Monsieur le président, mesdames, messieurs les sénateurs, le Gouvernement attache une très grande importance à cet amendement.
Le Sénat lui-même a pris l'initiative, dans le cadre des discussions du projet de loi relatif à l'égalité des droits et des chances, la participation et la citoyenneté des personnes handicapées, qui a été adopté en février dernier, d'allonger la durée du congé de maternité des mères d'enfants nés prématurément, c'est-à-dire plus de six semaines avant la date présumée de l'accouchement.
Toutefois, si ce congé de maternité est dû, il n'est assorti d'aucune indemnité supplémentaire, ce qui induit une très forte inégalité entre les femmes selon qu'elles ont, ou non, les moyens de s'arrêter plus longtemps de travailler.
Or la naissance d'un enfant prématuré crée d'énormes difficultés pour les parents.
Tout d'abord, le prématuré est toujours un enfant hospitalisé. Le lien entre la mère, le père et l'enfant ne peut pas se construire normalement au travers des vitres d'une couveuse. Il est en effet impossible de toucher un grand prématuré dans les premières semaines de sa vie. Le lien entre les parents et l'enfant doit donc être construit après l'hospitalisation.
Ensuite, même en ajoutant les six semaines de congé prénatal qui sont accordées aux mères d'enfants prématurés, comme aux autres mères, aux dix semaines qui suivent le congé de maternité, c'est-à-dire après seize semaines, l'enfant grand prématuré reste fragile. Il ne peut être confié à une garde d'enfants ou à une crèche comme on le ferait pour un enfant né à terme.
C'est pourquoi il est nécessaire de permettre aux mères d'enfants prématurés qui exercent un emploi de prendre un congé de maternité indemnisé plus long que celui qui est actuellement prévu par notre législation.
La solution qui est proposée par le Gouvernement consiste à prévoir que la totalité de la période de prématurité sera reportée après la naissance.
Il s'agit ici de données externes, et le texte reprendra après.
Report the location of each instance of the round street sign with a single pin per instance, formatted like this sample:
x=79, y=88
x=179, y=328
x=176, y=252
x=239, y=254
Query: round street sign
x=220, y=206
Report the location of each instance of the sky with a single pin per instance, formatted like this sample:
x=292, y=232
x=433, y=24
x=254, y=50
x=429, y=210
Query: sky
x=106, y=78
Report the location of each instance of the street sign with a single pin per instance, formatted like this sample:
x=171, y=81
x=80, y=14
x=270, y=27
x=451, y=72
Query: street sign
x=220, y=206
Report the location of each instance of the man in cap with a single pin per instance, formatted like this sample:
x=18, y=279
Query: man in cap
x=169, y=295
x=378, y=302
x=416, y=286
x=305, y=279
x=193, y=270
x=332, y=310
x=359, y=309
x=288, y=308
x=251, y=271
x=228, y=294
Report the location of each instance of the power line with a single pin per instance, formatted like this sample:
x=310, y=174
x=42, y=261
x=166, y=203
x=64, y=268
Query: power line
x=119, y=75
On ne se limitera donc plus au seul congé prénatal de six semaines qui constituait, en réalité, un bien maigre forfait pour la mère d'un enfant né huit, voire dix semaines avant terme.
C'est une solution juste parce qu'ainsi, quelle que soit la date de sa naissance, aucun enfant ne sera séparé de sa mère avant ses dix semaines d'âge réel, c'est-à-dire d'âge par rapport à la date présumée de l'accouchement.
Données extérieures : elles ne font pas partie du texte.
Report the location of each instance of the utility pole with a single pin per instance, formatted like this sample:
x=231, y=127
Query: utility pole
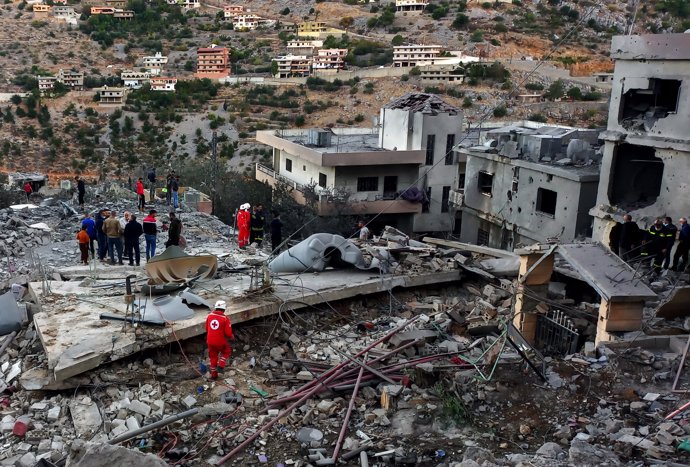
x=214, y=168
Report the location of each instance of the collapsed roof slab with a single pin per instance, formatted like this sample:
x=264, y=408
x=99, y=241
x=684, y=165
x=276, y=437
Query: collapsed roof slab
x=610, y=276
x=76, y=340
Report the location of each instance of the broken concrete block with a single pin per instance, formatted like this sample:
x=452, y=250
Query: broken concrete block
x=140, y=408
x=85, y=416
x=189, y=402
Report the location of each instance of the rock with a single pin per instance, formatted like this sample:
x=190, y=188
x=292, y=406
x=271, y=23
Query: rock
x=140, y=408
x=86, y=417
x=584, y=454
x=189, y=401
x=105, y=455
x=550, y=450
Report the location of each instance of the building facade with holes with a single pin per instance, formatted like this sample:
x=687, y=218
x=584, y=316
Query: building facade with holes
x=646, y=157
x=387, y=169
x=529, y=183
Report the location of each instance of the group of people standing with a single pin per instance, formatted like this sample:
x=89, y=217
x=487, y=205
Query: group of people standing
x=657, y=243
x=251, y=226
x=121, y=236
C'est aussi une solution équitable puisqu'elle permet aux mères qui n'auraient pas les moyens de profiter d'un congé sans solde de rester plus longtemps auprès de leur enfant.
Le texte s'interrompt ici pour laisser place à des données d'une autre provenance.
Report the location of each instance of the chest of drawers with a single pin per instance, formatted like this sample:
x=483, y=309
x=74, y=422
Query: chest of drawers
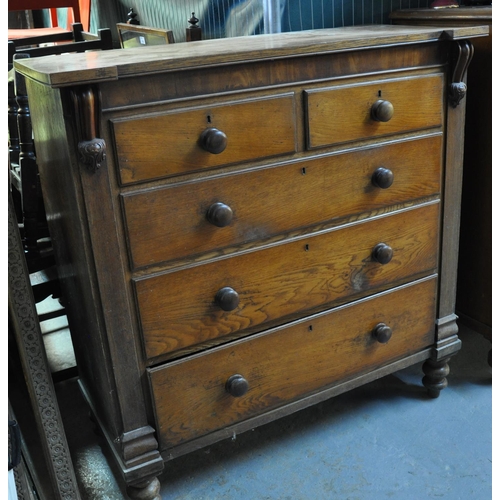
x=246, y=228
Enfin, c'est une solution simple parce que la date de la naissance de l'enfant suffit à calculer la durée du congé supplémentaire.
Par cet amendement, notre société apportera une réponse nouvelle au défi de la prématurité : défi posé d'abord à nos politiques de santé publique en matière de prévention de la prématurité et de prise en charge des enfants nés prématurément ; défi posé aussi à nos politiques familiales, qui doivent préserver le lien entre la mère et l'enfant dans les premiers temps de la vie, ce qui est compliqué dans le cas de naissance prématurée ; défi posé, enfin, quant à la place des femmes dans le monde du travail puisqu'il s'agit de permettre à ces mères de ne retourner travailler que lorsque leur enfant sera suffisamment fort pour supporter la séparation et pouvoir être déposé en crèche ou laissé à une garde d'enfants.
Cet amendement apporte ainsi un élément supplémentaire de conciliation entre vie familiale et vie personnelle, force du modèle français de politique familiale. La France est, en Europe, le pays dont à la fois le taux de natalité est le plus élevé et le taux d'activité des femmes le plus important, puisqu'il atteint aujourd'hui 80 %. Contrairement aux idées reçues, ces deux données sont liées. En effet, ce qui fait augmenter le revenu de la famille et lui permet donc d'élever le nombre d'enfants qu'elle souhaite, ce sont bien sûr le quotient familial et les allocations familiales, mais c'est aussi et surtout l'activité professionnelle des deux membres du couple.
Le Gouvernement n'a pas retenu l'amendement n° 44, car il déboucherait sur une situation que ses auteurs n'ont sans doute pas souhaitée. En effet, si cet amendement était adopté, la mère d'un enfant né deux jours après le début du congé prénatal aurait droit à seize semaines de congé indemnisé tandis que la mère qui aurait accouché deux jours avant le début de ce congé aurait droit, elle, à vingt-deux semaines et deux jours d'indemnités journalières. Il en résulterait une inégalité : pour deux naissances séparées de quatre jours, l'une des mères aurait droit à vingt-deux semaines de congé indemnisé et l'autre à seize semaines seulement.
Pour toutes ces raisons, le Gouvernement souhaite l'adoption de l'amendement n°98.